Anti- et proabolitionnistes

Sur la prostitution, deux courants s'affrontent, les anti- et les proabolitionnistes. "C'est la femme qui doit être maître de son corps, et non l'Etat !" martèle le clan des Marcela Iacub, Elisabeth Badinter ou de la cinéaste-écrivain Virginie Despentes. Elles refusent de flanquer aux prostituées une étiquette de victimes absolues et réclament une décriminalisation totale de la prostitution. En face, le clan des abolitionnistes réfute cette vision idyllique du libre choix.
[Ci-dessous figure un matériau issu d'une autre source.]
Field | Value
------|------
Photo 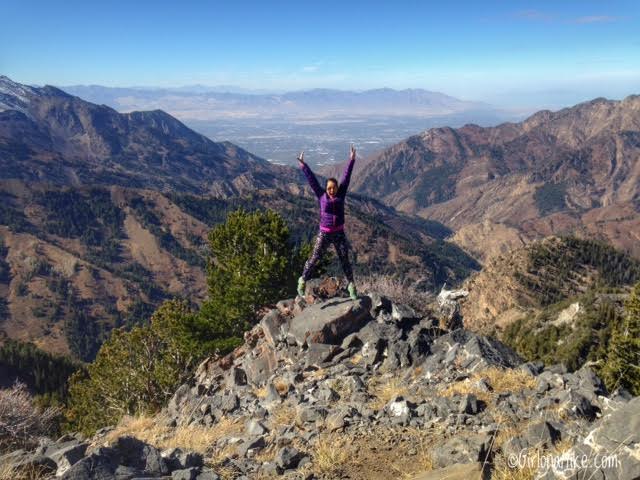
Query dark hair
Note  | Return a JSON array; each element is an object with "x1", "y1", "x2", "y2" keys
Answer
[{"x1": 326, "y1": 177, "x2": 339, "y2": 187}]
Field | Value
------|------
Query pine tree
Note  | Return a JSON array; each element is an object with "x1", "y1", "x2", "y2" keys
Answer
[
  {"x1": 196, "y1": 209, "x2": 306, "y2": 353},
  {"x1": 602, "y1": 282, "x2": 640, "y2": 395}
]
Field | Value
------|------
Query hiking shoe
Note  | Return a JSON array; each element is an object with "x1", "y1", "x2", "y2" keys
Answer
[
  {"x1": 348, "y1": 282, "x2": 357, "y2": 300},
  {"x1": 297, "y1": 276, "x2": 306, "y2": 297}
]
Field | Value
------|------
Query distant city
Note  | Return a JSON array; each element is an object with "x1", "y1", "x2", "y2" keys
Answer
[{"x1": 187, "y1": 113, "x2": 516, "y2": 167}]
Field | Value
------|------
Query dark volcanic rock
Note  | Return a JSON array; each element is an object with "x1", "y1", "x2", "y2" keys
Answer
[{"x1": 288, "y1": 296, "x2": 373, "y2": 346}]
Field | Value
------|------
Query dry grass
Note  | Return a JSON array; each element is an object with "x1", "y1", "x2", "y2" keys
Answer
[
  {"x1": 349, "y1": 352, "x2": 363, "y2": 365},
  {"x1": 367, "y1": 376, "x2": 410, "y2": 410},
  {"x1": 0, "y1": 459, "x2": 51, "y2": 480},
  {"x1": 309, "y1": 433, "x2": 350, "y2": 478},
  {"x1": 103, "y1": 413, "x2": 244, "y2": 456},
  {"x1": 329, "y1": 377, "x2": 353, "y2": 398},
  {"x1": 253, "y1": 377, "x2": 289, "y2": 398},
  {"x1": 268, "y1": 402, "x2": 296, "y2": 428},
  {"x1": 388, "y1": 426, "x2": 439, "y2": 479},
  {"x1": 439, "y1": 367, "x2": 536, "y2": 404},
  {"x1": 305, "y1": 367, "x2": 327, "y2": 381},
  {"x1": 273, "y1": 378, "x2": 290, "y2": 396}
]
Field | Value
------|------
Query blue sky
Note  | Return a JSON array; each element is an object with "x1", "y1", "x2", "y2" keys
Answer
[{"x1": 1, "y1": 0, "x2": 638, "y2": 108}]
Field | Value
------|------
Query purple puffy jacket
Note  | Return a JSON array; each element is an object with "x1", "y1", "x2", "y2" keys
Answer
[{"x1": 301, "y1": 156, "x2": 355, "y2": 232}]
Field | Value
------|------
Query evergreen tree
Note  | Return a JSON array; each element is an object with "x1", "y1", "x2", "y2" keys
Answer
[
  {"x1": 66, "y1": 299, "x2": 196, "y2": 435},
  {"x1": 195, "y1": 209, "x2": 307, "y2": 353},
  {"x1": 602, "y1": 282, "x2": 640, "y2": 395}
]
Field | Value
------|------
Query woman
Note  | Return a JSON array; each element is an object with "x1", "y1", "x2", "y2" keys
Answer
[{"x1": 297, "y1": 145, "x2": 357, "y2": 300}]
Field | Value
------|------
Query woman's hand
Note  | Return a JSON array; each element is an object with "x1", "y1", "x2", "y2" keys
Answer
[
  {"x1": 297, "y1": 151, "x2": 305, "y2": 166},
  {"x1": 350, "y1": 145, "x2": 356, "y2": 162}
]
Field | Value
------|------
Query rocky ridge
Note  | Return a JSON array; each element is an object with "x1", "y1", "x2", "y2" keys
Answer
[
  {"x1": 0, "y1": 75, "x2": 298, "y2": 197},
  {"x1": 10, "y1": 279, "x2": 637, "y2": 479}
]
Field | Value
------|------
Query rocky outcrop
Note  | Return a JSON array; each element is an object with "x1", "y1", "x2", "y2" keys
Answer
[
  {"x1": 4, "y1": 285, "x2": 637, "y2": 479},
  {"x1": 157, "y1": 287, "x2": 635, "y2": 478}
]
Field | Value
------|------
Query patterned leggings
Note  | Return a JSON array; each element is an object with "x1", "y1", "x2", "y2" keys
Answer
[{"x1": 302, "y1": 230, "x2": 354, "y2": 283}]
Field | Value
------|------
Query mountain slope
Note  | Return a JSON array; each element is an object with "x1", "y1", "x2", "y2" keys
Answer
[
  {"x1": 0, "y1": 180, "x2": 477, "y2": 360},
  {"x1": 0, "y1": 76, "x2": 298, "y2": 196},
  {"x1": 460, "y1": 236, "x2": 640, "y2": 334},
  {"x1": 323, "y1": 96, "x2": 640, "y2": 258}
]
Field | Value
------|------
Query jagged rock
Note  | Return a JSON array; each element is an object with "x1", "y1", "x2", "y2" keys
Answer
[
  {"x1": 519, "y1": 361, "x2": 545, "y2": 376},
  {"x1": 368, "y1": 292, "x2": 392, "y2": 318},
  {"x1": 387, "y1": 397, "x2": 412, "y2": 418},
  {"x1": 458, "y1": 394, "x2": 480, "y2": 415},
  {"x1": 296, "y1": 405, "x2": 327, "y2": 425},
  {"x1": 316, "y1": 385, "x2": 340, "y2": 402},
  {"x1": 112, "y1": 436, "x2": 169, "y2": 475},
  {"x1": 245, "y1": 419, "x2": 269, "y2": 436},
  {"x1": 114, "y1": 464, "x2": 141, "y2": 478},
  {"x1": 144, "y1": 289, "x2": 636, "y2": 480},
  {"x1": 304, "y1": 343, "x2": 340, "y2": 368},
  {"x1": 261, "y1": 309, "x2": 288, "y2": 346},
  {"x1": 555, "y1": 389, "x2": 598, "y2": 420},
  {"x1": 391, "y1": 302, "x2": 418, "y2": 323},
  {"x1": 326, "y1": 411, "x2": 348, "y2": 431},
  {"x1": 162, "y1": 448, "x2": 204, "y2": 470},
  {"x1": 306, "y1": 276, "x2": 342, "y2": 299},
  {"x1": 225, "y1": 366, "x2": 247, "y2": 387},
  {"x1": 436, "y1": 284, "x2": 469, "y2": 330},
  {"x1": 235, "y1": 436, "x2": 266, "y2": 457},
  {"x1": 407, "y1": 325, "x2": 434, "y2": 362},
  {"x1": 61, "y1": 447, "x2": 119, "y2": 480},
  {"x1": 502, "y1": 421, "x2": 561, "y2": 460},
  {"x1": 263, "y1": 382, "x2": 282, "y2": 405},
  {"x1": 275, "y1": 446, "x2": 303, "y2": 469},
  {"x1": 242, "y1": 343, "x2": 278, "y2": 386},
  {"x1": 383, "y1": 341, "x2": 412, "y2": 370},
  {"x1": 44, "y1": 440, "x2": 89, "y2": 476},
  {"x1": 288, "y1": 296, "x2": 372, "y2": 346},
  {"x1": 168, "y1": 384, "x2": 196, "y2": 420},
  {"x1": 421, "y1": 329, "x2": 521, "y2": 373}
]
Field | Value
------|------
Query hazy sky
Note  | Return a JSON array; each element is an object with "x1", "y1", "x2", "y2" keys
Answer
[{"x1": 2, "y1": 0, "x2": 638, "y2": 109}]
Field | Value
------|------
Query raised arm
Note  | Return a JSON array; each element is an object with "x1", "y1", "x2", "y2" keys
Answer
[
  {"x1": 338, "y1": 145, "x2": 356, "y2": 196},
  {"x1": 298, "y1": 151, "x2": 324, "y2": 198}
]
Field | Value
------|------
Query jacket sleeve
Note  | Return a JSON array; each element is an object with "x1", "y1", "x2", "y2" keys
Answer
[
  {"x1": 301, "y1": 163, "x2": 324, "y2": 198},
  {"x1": 338, "y1": 156, "x2": 355, "y2": 196}
]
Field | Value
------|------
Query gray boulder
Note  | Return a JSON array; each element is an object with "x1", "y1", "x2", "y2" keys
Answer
[
  {"x1": 112, "y1": 436, "x2": 169, "y2": 475},
  {"x1": 61, "y1": 448, "x2": 119, "y2": 480},
  {"x1": 44, "y1": 440, "x2": 89, "y2": 476},
  {"x1": 288, "y1": 296, "x2": 372, "y2": 346}
]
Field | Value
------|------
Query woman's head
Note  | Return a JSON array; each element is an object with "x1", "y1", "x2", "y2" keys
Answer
[{"x1": 326, "y1": 178, "x2": 339, "y2": 197}]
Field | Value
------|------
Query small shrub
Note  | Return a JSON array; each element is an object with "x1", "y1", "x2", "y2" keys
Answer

Le chômage, les espoirs illusoires, les violences mafieuses sont les arguments de la philosophe Sylviane Agacinski, invitée à un colloque à l'Assemblée nationale, en février 2010, par l'association Le Nid qui se place "du côté des prostituées" mais contre la prostitution : "Une fois brisées par les traitements les plus dégradants, les femmes perdent jusqu'au sentiment de leur liberté et de leur dignité, et deviennent prisonnières du système qui les exploite." En clair, les pouvoirs publics doivent les protéger, y compris contre elles-mêmes, et même en punissant leurs clients.

Aujourd'hui, à droite comme à gauche, une même tendance l'emporte, balayant les clivages traditionnels : mieux vaut pénaliser le client que de créer des supermarchés du sexe tarifé. Invité à l'université d'été du PS à La Rochelle, Ruwen Ogien, le philosophe de l'éthique, auteur du Corps et l'argent (La Musardine), n'a pas convaincu les militants lorsqu'il leur a expliqué que "pénaliser les clients, c'est sanctionner un crime sans victime. Le but du client n'est pas nécessairement de porter atteinte à la femme qu'il sollicite". Plus de 200 auditions ont été menées sur le sujet : la pénalisation du client figure désormais dans un texte préparant le projet de campagne du PS pour 2012. "On s'attendait à une levée de boucliers, il n'y a rien eu de tout cela. Il n'y a qu'une minorité jusqu'au-boutiste pour défendre la prostitution comme une liberté individuelle, l'immense majorité veut punir l'acheteur d'acte sexuel", assure la socialiste Najat Vallaud-Belkacem, secrétaire nationale aux questions sociétales.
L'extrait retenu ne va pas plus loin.